Bravo, Mario (1882–1944)
Bravo, Mario (1882–1944)
Mario Bravo was an Argentine Socialist congressman and senator. Bravo, who was elected a national deputy from the city of Buenos Aires four times (1913–1914, 1914–1918, 1918–1922, and 1942–1946) and a senator twice (1923–1931 and 1932–1938), was one of the leading Argentine Socialist Party politicians of the early twentieth century. Born in the city of Tucumán on July 27, 1882, he received his law degree from the University of Buenos Aires and joined the Socialist Party soon thereafter. He rose rapidly through the party's ranks, becoming its general secretary in 1910. The Socialist Party, which grew quickly from its foundation in 1896, remained a minority party throughout the period. Electoral fraud until 1912 and the popular strength of the urban middle-class party Unión Cívica Radical (Radical Civic Union, or Radical Party) between 1916 and 1930 kept the Socialists from any real chance of forming a government.

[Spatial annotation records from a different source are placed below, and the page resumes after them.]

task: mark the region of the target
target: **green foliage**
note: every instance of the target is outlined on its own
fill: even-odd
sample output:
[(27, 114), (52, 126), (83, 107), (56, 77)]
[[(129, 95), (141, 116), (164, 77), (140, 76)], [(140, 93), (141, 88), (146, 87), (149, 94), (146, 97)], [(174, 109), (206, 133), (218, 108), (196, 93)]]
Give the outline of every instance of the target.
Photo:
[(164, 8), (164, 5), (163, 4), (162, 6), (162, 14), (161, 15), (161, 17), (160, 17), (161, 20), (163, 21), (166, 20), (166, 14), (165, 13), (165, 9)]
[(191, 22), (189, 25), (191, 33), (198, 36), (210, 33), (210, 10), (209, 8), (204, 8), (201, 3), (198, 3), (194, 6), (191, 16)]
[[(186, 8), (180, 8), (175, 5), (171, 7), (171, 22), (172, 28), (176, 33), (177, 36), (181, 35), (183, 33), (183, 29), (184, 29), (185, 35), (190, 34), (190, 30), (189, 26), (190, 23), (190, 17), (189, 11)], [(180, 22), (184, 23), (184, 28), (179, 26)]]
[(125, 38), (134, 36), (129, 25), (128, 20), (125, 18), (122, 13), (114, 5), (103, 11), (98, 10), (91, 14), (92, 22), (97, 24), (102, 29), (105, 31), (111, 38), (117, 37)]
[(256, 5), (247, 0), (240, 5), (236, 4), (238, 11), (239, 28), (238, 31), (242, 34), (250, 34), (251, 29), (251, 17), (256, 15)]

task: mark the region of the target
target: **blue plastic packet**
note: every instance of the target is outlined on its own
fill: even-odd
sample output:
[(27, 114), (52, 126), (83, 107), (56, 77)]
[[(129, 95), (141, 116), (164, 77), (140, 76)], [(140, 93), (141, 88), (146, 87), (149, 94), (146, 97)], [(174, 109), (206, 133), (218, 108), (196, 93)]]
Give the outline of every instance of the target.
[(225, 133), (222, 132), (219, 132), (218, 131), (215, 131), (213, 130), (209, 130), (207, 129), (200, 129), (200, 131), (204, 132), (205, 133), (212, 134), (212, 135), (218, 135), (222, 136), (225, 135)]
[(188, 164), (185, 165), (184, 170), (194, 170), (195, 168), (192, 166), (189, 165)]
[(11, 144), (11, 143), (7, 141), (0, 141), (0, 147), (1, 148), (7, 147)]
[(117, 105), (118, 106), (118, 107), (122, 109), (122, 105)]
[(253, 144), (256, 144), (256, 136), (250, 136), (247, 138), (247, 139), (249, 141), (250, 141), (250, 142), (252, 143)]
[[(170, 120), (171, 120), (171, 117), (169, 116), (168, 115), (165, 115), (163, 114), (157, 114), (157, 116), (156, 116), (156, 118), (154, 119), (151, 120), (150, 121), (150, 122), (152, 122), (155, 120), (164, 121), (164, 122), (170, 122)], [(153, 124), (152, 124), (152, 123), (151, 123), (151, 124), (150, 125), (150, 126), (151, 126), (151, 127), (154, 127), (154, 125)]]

As a legislator, Bravo was best known for initiating measures to democratize the selection process of the consejo deliberante (city council) of the federal capital, a change that took effect in 1918, as well as for bringing attention to the conditions of sugar plantation workers in his home province of Tucumán. Notwithstanding the electoral fraud after the military coup of 1930, which he denounced in the pages of La Vanguardia, the main Socialist newspaper, Bravo returned to Congress in 1932. For this period he is remembered for his criticism of the repression of the Communist Party. A well-regarded poet, his literary efforts focused primarily on social issues. Collections of his poems include Poemas del campo y de la montaña (1909) and Canciones y poemas (1918).
See alsoArgentina, Political Parties: Radical Party (UCR); Argentina, Political Parties: Socialist Party.
BIBLIOGRAPHY
Cantón, Darío. Elecciones y partidos políticos en la Argentina, Historia, interpretación y balance: 1910–1966. Buenos Aires: Siglo XXI, 1973.
Suriano, Juan, ed. La cuestión social en Argentina, 1870–1943. Buenos Aires: La Colmena, 2000.